The benefit of using a smart speaker, like the Amazon Echo (above) or the Google Nest Wi-Fi (right), is that it can help the user control all the devices connected to the speaker with your voice. They also make mundane tasks like making a phone call simpler.
Aeotech Smart Hub
A smart hub, like this one from Aeotech, can help the user control all their smart devices in the home. There are many brands of smart hubs on the market. They can also ease network congestion by diverting traffic off Wi-Fi or Bluetooth.
Although often overlooked, Ethernet cables can assist in giving the user a faster and more consistent internet connection.

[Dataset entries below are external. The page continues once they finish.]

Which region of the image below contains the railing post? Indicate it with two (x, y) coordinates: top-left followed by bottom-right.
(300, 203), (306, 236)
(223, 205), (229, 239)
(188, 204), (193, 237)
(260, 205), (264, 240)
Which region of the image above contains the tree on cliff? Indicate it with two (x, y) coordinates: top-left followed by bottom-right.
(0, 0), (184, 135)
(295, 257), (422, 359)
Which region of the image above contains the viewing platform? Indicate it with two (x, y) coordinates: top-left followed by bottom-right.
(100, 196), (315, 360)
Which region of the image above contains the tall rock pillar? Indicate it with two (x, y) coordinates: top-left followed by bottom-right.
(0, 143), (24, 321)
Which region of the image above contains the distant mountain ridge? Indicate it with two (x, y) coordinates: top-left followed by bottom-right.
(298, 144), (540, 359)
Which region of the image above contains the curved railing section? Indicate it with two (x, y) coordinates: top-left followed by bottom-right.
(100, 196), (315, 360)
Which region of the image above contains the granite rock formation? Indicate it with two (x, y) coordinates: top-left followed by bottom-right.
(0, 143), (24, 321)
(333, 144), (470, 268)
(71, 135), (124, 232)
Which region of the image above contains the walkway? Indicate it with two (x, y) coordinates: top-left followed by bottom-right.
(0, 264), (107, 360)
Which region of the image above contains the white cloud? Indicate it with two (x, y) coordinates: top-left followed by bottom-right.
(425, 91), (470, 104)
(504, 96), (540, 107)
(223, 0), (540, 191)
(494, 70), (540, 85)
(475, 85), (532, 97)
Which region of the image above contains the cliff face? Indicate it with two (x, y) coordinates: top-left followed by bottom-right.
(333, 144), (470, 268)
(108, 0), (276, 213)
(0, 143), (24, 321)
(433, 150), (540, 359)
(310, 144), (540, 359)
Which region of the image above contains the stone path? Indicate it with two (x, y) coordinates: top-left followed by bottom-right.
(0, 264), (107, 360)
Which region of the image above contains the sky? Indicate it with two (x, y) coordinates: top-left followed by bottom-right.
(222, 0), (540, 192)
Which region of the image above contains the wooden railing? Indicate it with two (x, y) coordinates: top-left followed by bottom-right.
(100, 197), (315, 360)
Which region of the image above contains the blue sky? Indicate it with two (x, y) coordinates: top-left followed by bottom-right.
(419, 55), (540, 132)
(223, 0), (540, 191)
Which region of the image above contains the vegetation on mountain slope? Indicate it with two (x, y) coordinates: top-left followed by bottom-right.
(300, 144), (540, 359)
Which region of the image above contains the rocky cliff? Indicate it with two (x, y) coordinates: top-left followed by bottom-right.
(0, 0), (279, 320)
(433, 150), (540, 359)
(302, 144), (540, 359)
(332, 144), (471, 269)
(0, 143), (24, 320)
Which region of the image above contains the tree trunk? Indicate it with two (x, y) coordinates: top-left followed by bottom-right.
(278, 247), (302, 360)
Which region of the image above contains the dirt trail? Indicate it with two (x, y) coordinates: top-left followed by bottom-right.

Working out of your home puts a strain on your internet bandwidth (the volume of data sent and received over your internet connection) and it can cause your internet service to crawl to a snail’s pace, especially if other people in your home are using the internet at the same time. High-capacity activities (such as video streaming, video conferencing and virtual learning) demand a lot of bandwidth. For example, streaming 4K content requires at least 25 Mbps (megabits per second).

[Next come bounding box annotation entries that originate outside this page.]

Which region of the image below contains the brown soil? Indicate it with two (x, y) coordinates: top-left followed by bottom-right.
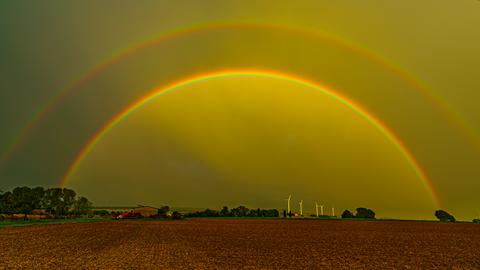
(0, 219), (480, 269)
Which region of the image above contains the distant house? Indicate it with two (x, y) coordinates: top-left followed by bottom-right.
(132, 206), (158, 217)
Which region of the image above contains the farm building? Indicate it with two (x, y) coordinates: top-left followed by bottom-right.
(132, 206), (158, 217)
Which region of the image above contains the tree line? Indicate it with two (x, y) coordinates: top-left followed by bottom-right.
(0, 187), (92, 216)
(185, 206), (279, 217)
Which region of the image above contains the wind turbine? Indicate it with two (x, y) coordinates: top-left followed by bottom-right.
(285, 195), (292, 216)
(298, 200), (303, 217)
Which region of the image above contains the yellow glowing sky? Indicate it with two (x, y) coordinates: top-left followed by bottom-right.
(0, 0), (480, 219)
(70, 77), (433, 217)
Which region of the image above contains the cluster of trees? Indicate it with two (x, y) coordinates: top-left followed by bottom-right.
(342, 207), (375, 219)
(0, 187), (92, 216)
(185, 206), (279, 217)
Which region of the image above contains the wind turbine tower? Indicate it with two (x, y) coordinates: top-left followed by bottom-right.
(287, 195), (292, 215)
(298, 200), (303, 216)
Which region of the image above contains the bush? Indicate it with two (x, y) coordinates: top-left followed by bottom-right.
(435, 210), (455, 222)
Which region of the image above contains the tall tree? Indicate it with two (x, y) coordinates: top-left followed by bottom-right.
(73, 197), (92, 215)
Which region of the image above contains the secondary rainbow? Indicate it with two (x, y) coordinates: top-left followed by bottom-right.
(59, 70), (441, 206)
(0, 22), (480, 165)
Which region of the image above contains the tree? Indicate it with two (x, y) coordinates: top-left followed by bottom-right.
(355, 207), (375, 219)
(31, 187), (45, 209)
(342, 210), (355, 218)
(435, 210), (455, 222)
(42, 188), (63, 215)
(220, 206), (230, 217)
(73, 197), (92, 215)
(0, 191), (15, 214)
(12, 187), (33, 215)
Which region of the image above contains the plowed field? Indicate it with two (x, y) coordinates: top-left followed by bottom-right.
(0, 219), (480, 269)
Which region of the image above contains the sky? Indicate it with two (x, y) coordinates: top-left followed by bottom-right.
(0, 0), (480, 219)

There are a few things you can do to increase bandwidth. Connect the computers and laptops in your home to your router with an Ethernet cable, rather than connecting them wirelessly.
A wired connection will give you better speed, shorter data transfer delays and better security. Use Category 7 or higher cables and keep them as short as possible.
If you’ll be uploading and downloading a lot of data to the cloud or frequently engaged in video conferencing, consider upgrading to a higher Mbps plan from your ISP (internet service provider). Get the highest speed you can afford – for around $100 per month you should be able to get download and upload speeds up to about 750 Mbps. ISPs offer both shared connections through the more common cable modem and the newer dedicated fibre optic connections. Generally speaking, a dedicated fibre connection delivers faster and more reliable internet service.
Routers – the non-woodworking ones
It’s good practice to set up your home office as close to your router as possible. If you need to boost internet coverage to other areas of your home, there are a couple of options to consider. The easiest and less costly is to install a Wi-Fi range extender (a.k.a. booster, repeater or amplifier). However, they do reduce Wi-Fi speed, which makes them more suitable for browsing the web and checking email, but less so for high-capacity activities.
Your router manages the movement of data between devices and between devices and the internet. Having an effective router running your network traffic is important to ensure you’re getting optimal network speed and security. If your router is more than a few years old it may only operate on the 2.4GHz Wi-Fi frequency, which is fine for low bandwidth activities like checking email and browsing the internet. Upgrade to a dual band router that supports both 2.4GHz and 5GHz if you want to get the most from high-bandwidth devices.
For large homes with multiple computer users and a variety of smart devices, a mesh network might be more appropriate. These consist of a main router and one or more nodes (a.k.a. satellites) placed in different areas of your home. These deliver better signal strength and wider coverage. Popular mesh systems include Google Nest Wi-Fi, Samsung SmartThings Wi-Fi and TP-Link Deco M9 Plus.